Live for more than what you sense, for now our senses even sense that they fall short of reality. If you wait for all your answers from science, you will wait forever. What is possible for us to discover is limited. The applications of what we know can go on forever, but the discoveries cannot.

P.S. If spontaneous creation can happen ‘when there is nothing’ then there has ‘always been something’. If you don’t have time, then the fact that the creation ‘happened’ means it ‘always happened’ and was ‘always happening.’ (Words in quotations are used for understanding, I realize they are time bound words and have no meaning in their place past understanding.)

..and only because we have to view our world in a sense of time do we think only in ways of time progression.

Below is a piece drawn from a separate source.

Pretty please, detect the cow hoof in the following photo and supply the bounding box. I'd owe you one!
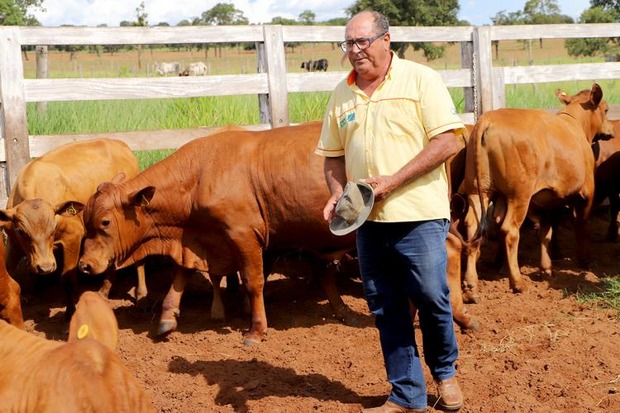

So this is why it is said that ‘there was never nothing because there is something.’ Most people aren’t able to view it in that way, though, and they stop short of thinking only in terms of causality. My best guess is on your first read through the above (directly after post script) statement that you are still thinking in terms of causality (B happens because A caused it type of logic), so please read it a few more times and think about it before moving on (Mr. Hawking based on what you’ve written I highly doubt you view the subject any differently, but that’s okay, we’re only human!).

The obvious truth is that we’re interpreting infinity finitely because the “us” that “we” are isn’t the matter itself but rather the senses (interpretation of other matter) which are keyed in only to the third dimension. If any slew of quantum theories are correct, then our bodies are existing simultaneously in multi-dimensions, but ‘WE’ are not this matter, ‘WE’ are the sensing and interpretation of these senses. We are not the mass that makes up our bodies, we are but a single frame in the entire reel of film that is our true forms, but despite it being “our bodies” the sense of ownership is destroyed because we understand that we will never even be able to know what we are fully in this world. Which is why so much is left up to belief and best guess. There simply is no other way about many subjects, and that’s okay.

Oh by the way, if there was always something based on what i wrote above, and God is really timeless like what every philosophical/theological book I’ve ever read on the subject claims him to be, then if God exists, it is within every possibility that he created everything which then being created was itself made to be of eternal existence because the fact that it was more than nothing.

I highly recommend reading up on your philosophy and keeping science only in the back of your mind. What we can know has a limit, there’s no way of crossing some barriers and that limit seems to be fast approaching. Application of discovery will go on as long as human’s live, but discovery itself will phase out. Think hard on these ideas. That which always is can be called truth, but we cannot know without a doubt what anything is because of what we are. We cannot even know what we ourselves our.

The purpose of the universe is conscious life. If there is nothing to call it purposeful, it will have no purpose.